Montreal’s interim mayor Michael Applebaum has announced his resignation, a move that comes just one day after he was arrested on corruption and conspiracy charges.

Applebaum announced he is stepping down during a brief news conference on Tuesday, where he maintained the accusations against him are false.

“I have a profound conviction that I have always worked in the best interest of Montrealers,” he said. “I will do everything I can to prove the accusations against me are unfounded.”

He added that he will be putting his energy into his defence and his family.

“I cannot comment on the different accusations and the different rumours, but I have every intention of continuing to fight,” he said. “I want to be clear that I’ve never taken a penny from anybody.”

Applebaum acknowledged that seven months ago he campaigned on a promise to clean up city hall.

“I understand (Montrealers’) frustration and their cynicism with the political climate of the last few years,” he said. “I swore that I would erase the stains from the reputation of our city, that I would do everything to protect it, and in the last few months, I have accomplished a lot to put Montreal back on the right track.”

Still, Applebaum said that resigning was the “responsible thing to do” amid the ongoing police investigation.

He did not take any questions after his statement.

A number of Applebaum's former allies, along with Quebec Premier Pauline Marois, had called for his immediate resignation after the interim mayor was arrested early Monday morning. He faces 14 charges, including fraud, conspiracy, breach of trust, and corruption in municipal affairs.

Applebaum's resignation will likely affect whether early mayoral elections are held, or if another interim mayor is selected to replace him.

He had already said he will not run in the upcoming municipal election set for November.

The charges, investigators said, are related to two real-estate projects that took place between 2006 and 2011, before Applebaum became mayor.

"These were bribes that influenced a decision, approvals or permit distribution," Unite permanente anticorruption commissioner Robert Lafreniere said at a press conference announcing the arrests Monday.

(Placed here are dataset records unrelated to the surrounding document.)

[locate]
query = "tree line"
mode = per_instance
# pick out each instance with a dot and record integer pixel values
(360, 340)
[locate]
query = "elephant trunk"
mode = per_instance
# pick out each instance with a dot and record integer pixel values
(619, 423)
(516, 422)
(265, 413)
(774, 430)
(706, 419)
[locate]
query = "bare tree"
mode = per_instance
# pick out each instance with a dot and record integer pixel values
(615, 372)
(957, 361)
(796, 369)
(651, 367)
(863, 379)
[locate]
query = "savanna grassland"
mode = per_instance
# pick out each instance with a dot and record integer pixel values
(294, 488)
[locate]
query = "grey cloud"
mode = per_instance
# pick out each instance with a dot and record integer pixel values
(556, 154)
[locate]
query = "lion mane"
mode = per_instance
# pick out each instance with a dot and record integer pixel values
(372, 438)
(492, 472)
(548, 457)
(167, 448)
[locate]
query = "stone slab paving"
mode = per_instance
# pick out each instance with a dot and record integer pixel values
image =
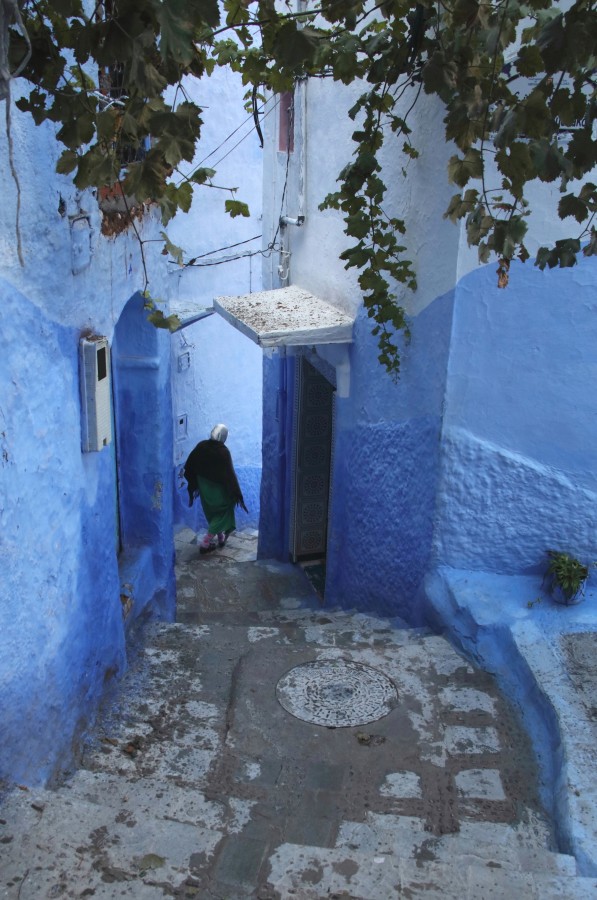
(198, 783)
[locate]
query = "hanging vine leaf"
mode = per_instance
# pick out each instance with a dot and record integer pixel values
(517, 82)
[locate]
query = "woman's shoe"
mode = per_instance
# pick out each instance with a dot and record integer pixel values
(207, 544)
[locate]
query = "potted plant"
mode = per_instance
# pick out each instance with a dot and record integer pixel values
(567, 577)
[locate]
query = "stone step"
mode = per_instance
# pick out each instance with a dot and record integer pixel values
(101, 831)
(314, 872)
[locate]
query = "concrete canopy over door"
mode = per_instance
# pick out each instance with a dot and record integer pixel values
(286, 317)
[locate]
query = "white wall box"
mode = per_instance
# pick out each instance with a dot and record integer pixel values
(96, 413)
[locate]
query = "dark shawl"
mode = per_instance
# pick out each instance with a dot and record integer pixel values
(211, 459)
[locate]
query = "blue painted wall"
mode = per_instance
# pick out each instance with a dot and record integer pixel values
(62, 631)
(61, 628)
(386, 469)
(141, 366)
(519, 446)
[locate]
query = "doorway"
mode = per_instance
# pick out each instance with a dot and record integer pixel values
(311, 470)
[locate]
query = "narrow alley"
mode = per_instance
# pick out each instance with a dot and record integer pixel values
(263, 746)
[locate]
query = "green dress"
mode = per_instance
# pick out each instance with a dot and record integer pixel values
(217, 504)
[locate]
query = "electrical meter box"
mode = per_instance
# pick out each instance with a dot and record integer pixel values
(96, 393)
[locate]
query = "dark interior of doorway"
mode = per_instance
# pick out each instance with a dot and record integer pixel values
(314, 569)
(312, 462)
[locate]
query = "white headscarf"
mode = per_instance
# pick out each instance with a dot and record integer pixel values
(219, 433)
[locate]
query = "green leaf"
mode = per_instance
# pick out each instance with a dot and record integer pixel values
(175, 252)
(462, 169)
(200, 176)
(157, 318)
(236, 208)
(67, 162)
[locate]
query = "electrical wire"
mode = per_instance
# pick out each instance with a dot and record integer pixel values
(231, 135)
(272, 245)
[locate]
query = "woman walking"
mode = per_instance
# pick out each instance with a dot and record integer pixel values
(210, 475)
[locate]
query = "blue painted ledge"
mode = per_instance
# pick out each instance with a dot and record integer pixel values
(488, 617)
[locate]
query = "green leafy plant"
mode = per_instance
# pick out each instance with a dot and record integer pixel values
(516, 79)
(566, 574)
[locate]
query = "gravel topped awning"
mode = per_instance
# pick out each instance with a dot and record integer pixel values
(286, 316)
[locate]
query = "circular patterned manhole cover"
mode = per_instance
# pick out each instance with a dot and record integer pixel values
(336, 693)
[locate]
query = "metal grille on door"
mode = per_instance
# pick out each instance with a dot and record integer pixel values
(312, 455)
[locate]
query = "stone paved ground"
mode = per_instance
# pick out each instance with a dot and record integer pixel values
(198, 783)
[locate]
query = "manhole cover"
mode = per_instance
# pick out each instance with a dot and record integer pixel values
(336, 693)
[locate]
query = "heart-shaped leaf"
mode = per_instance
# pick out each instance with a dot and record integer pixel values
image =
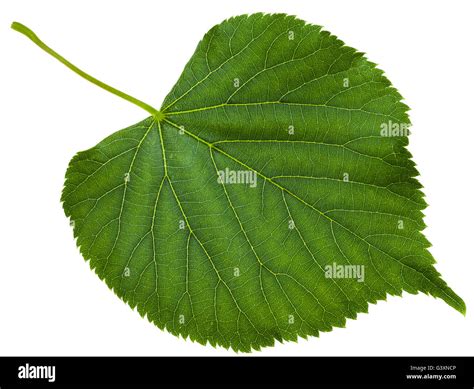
(271, 197)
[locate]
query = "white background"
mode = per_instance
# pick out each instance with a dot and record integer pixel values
(51, 303)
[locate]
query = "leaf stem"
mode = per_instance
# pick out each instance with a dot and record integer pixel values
(34, 38)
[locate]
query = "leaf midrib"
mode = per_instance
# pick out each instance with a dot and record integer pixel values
(321, 213)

Police said the transactions being investigated were worth "several hundreds of thousands of dollars."

Applebaum spent nearly 10 hours at the provincial police headquarters on Monday.

Two other Montreal-area public figures were also arrested Monday: Jean Yves Bisson, a former director of permits who worked in Applebaum's west end borough, and Saulie Zajdel, who worked in a ministerial office for the federal Conservatives on ethnic outreach. Zajdel was charged with breach of trust, fraud and corruption.

Applebaum was elected interim mayor of Montreal after former mayor Gerald Tremblay resigned when a witness at a corruption inquiry said he turned a blind eye to illegal financing in his now-defunct political party.

Montreal city hall was raided by UPAC investigators last February, in a sweep that also targeted municipal offices in various boroughs of the city -- including the one Applebaum represented as a councillor for many years.

Gilles Vaillancourt, the former long-time mayor of nearby Laval, was also arrested in a sweep last month and charged with fraud and gangsterism.